Título original: Christian Joy
Por John A. Broadus
(1827-1895)
Traduzido,
Adaptado e Editado por
Silvio Dutra
“Regozijai-vos
sempre no Senhor! E novamente digo regozijai-vos.” (Filipenses 4: 4)
Uma
pessoa que leia esta carta de Paulo aos cristãos filipenses dificilmente
deixará de observar, quantas vezes o apóstolo fala de alegria; quantas vezes
ele faz alusão às suas próprias fontes de alegria; quantas vezes ele convida
seus irmãos a se alegrarem. Deve haver significado nisso. O apóstolo Paulo não
era um homem que costumava usar muitas palavras sem significado; porque o
Espírito divino, que o guiou, no que escreveu, nunca fala em vão. Quando lemos
repetidamente frases como esta: "Por fim, meus irmãos regozijai-vos no
Senhor", ou "em todas as coisas com oração e súplica com ações de
graças, façam conhecer suas petições", etc, ou quando diz, "para o
vosso progresso e alegria de fé", "para que a vossa alegria seja mais
abundante", "e vós também regozijai-vos e alegrai-vos
comigo por isto mesmo"; ou, como no
texto, convida-os a "regozijar-se sempre no Senhor", repetindo a frase
com ênfase incomum e muito marcante, "e novamente digo, regozijai-vos"
- quando lemos todas essas passagens, podemos ter certeza de que o escritor era
muito sincero em sua própria alegria, e estava bastante ansioso que seus irmãos
também se alegrassem, e estava certo de que eles tinham ampla causa de
regozijo.
É bom
também observar qual era a condição daquele que assim diz constantemente para
nos alegrarmos, e qual é a condição daqueles aos quais ele exortou ao dever de
regozijo e gratidão.
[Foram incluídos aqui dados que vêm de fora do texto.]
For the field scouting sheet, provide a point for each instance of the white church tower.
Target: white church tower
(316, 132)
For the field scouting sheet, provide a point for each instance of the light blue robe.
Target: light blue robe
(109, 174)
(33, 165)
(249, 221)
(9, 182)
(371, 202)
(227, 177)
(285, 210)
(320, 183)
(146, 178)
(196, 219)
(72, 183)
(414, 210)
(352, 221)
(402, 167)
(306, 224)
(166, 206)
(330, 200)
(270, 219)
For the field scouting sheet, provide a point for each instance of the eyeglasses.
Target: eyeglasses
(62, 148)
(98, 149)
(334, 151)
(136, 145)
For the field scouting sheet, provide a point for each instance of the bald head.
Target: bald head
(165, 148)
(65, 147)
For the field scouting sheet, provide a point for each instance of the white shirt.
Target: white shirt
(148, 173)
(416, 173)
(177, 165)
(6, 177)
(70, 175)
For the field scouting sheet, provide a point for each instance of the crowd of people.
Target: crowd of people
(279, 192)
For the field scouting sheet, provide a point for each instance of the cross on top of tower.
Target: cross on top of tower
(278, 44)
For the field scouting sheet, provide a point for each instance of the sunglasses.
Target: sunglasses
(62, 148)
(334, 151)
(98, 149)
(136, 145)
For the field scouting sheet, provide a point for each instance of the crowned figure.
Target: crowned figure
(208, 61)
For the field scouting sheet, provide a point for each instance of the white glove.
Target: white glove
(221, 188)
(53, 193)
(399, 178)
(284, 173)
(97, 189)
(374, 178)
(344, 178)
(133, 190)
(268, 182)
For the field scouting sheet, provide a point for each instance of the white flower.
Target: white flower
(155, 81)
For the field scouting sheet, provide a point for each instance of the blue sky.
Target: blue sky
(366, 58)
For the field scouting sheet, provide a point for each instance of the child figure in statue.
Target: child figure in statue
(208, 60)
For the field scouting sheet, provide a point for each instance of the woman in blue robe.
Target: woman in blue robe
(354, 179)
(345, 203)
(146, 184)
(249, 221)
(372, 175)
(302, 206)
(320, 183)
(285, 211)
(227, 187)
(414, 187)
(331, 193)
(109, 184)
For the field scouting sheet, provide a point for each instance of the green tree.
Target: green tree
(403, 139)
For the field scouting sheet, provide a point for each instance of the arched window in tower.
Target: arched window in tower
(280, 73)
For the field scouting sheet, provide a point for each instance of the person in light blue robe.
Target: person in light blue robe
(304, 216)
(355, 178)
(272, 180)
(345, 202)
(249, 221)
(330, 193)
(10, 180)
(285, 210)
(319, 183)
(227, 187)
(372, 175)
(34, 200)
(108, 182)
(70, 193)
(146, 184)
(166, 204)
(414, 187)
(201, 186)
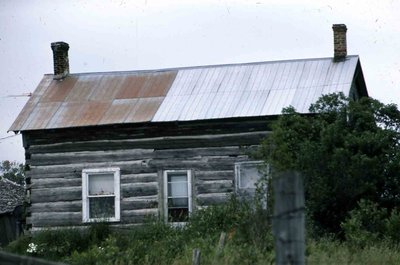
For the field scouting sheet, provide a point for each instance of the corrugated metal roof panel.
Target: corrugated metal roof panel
(145, 110)
(197, 93)
(259, 89)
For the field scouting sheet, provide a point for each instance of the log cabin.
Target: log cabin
(123, 146)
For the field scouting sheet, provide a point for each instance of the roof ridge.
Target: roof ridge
(142, 71)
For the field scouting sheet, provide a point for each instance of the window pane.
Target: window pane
(249, 175)
(102, 207)
(177, 189)
(101, 184)
(178, 215)
(178, 202)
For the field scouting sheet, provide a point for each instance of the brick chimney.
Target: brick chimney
(339, 42)
(60, 58)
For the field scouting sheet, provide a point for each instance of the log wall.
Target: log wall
(56, 159)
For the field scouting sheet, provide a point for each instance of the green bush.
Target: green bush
(366, 224)
(247, 227)
(392, 226)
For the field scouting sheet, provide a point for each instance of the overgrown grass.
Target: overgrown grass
(248, 241)
(333, 252)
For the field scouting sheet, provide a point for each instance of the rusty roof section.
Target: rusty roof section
(185, 94)
(95, 99)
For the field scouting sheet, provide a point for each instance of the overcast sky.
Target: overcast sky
(133, 35)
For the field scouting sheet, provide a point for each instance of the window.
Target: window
(177, 195)
(246, 176)
(100, 195)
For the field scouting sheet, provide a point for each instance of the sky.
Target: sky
(120, 35)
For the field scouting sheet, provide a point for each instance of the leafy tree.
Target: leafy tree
(12, 171)
(347, 150)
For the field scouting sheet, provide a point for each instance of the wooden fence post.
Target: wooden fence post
(288, 223)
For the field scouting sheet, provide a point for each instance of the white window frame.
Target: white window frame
(165, 199)
(85, 194)
(238, 176)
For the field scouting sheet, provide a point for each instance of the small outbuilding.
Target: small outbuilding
(122, 146)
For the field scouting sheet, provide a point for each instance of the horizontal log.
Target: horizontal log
(212, 198)
(137, 166)
(89, 157)
(56, 219)
(145, 130)
(135, 203)
(56, 194)
(215, 175)
(139, 189)
(56, 182)
(167, 142)
(64, 206)
(214, 186)
(139, 216)
(136, 178)
(128, 155)
(46, 175)
(146, 166)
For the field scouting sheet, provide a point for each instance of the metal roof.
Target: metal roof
(184, 94)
Quando Paulo escreveu aos cristãos de Filipos, estava
preso em Roma; não só para ser julgado pelas acusações feitas contra ele pelos
judeus (que não eram susceptíveis de condená-lo), como também era passível de
castigo por pregar uma nova religião que não era tolerada pelas leis do Estado,
e que tinha uma tendência direta para quebrar a religião do Estado. Ele sabia de
tudo isso - sabia que sua vida estava em perigo; e ainda assim ele se alegra,
pois ele está confiante de que, por sua vida ou sua morte, Cristo será
glorificado, e ele sente que para ele (como ele diz) "viver é Cristo, e
morrer, é ganho". Ele pode se alegrar também de que sua prisão tenha sido
o meio de chamar a atenção para a religião que ele prega, e que muitos têm se
tornado mais ousados em pregar o evangelho por causa de suas prisões.
E assim
ele, que era um prisioneiro, e não podia saber o seu destino, ainda encontrou
abundante motivo de gratidão e alegria. Os cristãos filipenses, a quem ele
escreveu, tiveram de suportar mais do que ordinárias provações. O próprio
apóstolo, quando primeiro pregava ali, havia sido gravemente maltratado; e o
zelo e o ódio dos judeus fez com que eles continuassem a travar uma guerra
incessante contra os poucos discípulos da verdadeira fé. Eles tinham
adversários, tinham oposição, tinham perseguições. No entanto, Paulo diz:
"alegrai-vos". Certamente, então, quando vemos um apóstolo
regozijando-se em grilhões, e repetidas vezes dizendo "regozijem-se"
a um corpo fraco de homens feridos e perseguidos, podemos saber que a ação de
graças e alegria é um grande dever cristão e um exaltado privilégio cristão.
Portanto, desejo falar agora de agradecimento cristão e alegria cristã.
Um
espírito ingrato e queixoso é um pecado duradouro contra Deus, e uma causa de
infelicidade quase contínua; e contudo quão comum é esse espírito. Como somos
propensos a nos esquecermos do bem que a vida concede, e lembrar-nos do seu mal
- esquecemos suas alegrias, e pensamos apenas em suas tristezas - esquecemos a
gratidão, e lembramo-nos apenas de queixarmo-nos. O boi pastará o dia inteiro
em verdes pastagens e não saberá nada além do prazer do momento; e muitos homens
desfrutarão das bênçãos que estão tão espalhadas diante deles, os prazeres que
estão tão amplamente espalhados ao longo de seu caminho, e nunca têm um momento
de pensamento de gratidão ao Ser generoso que lhos deu, Aquele bom e gracioso Deus
que é "bondoso para com os ingratos e maus." Mas, então, vem o mal - necessidade
ou sofrimento, desapontamento ou ansiedade, remorso ou temor, e em quanto tempo
ele ficará insatisfeito com a vida, quando se queixa de sua sorte dura e
murmura contra o Deus que o criou.
Não é lamentável que os homens nunca agradecerão a Deus pelas inúmeras
bênçãos que ele lhes confere e depois se lembrarem dele apenas para
queixarem-se dos males que eles têm trazido sobre si mesmos e que nunca são tão
grandes quanto a sua má conduta merece? E se naqueles que não se preocupam com
o que os fez e os preserva e os abençoa, aqueles que o negligenciam ou o
odeiam, esta conduta é tão estranha, como é em relação àqueles que têm ainda
mais a agradecer a Deus, que são seus filhos por um nascimento novo e
espiritual, que são feitos herdeiros de Deus, e co-herdeiros com Jesus Cristo?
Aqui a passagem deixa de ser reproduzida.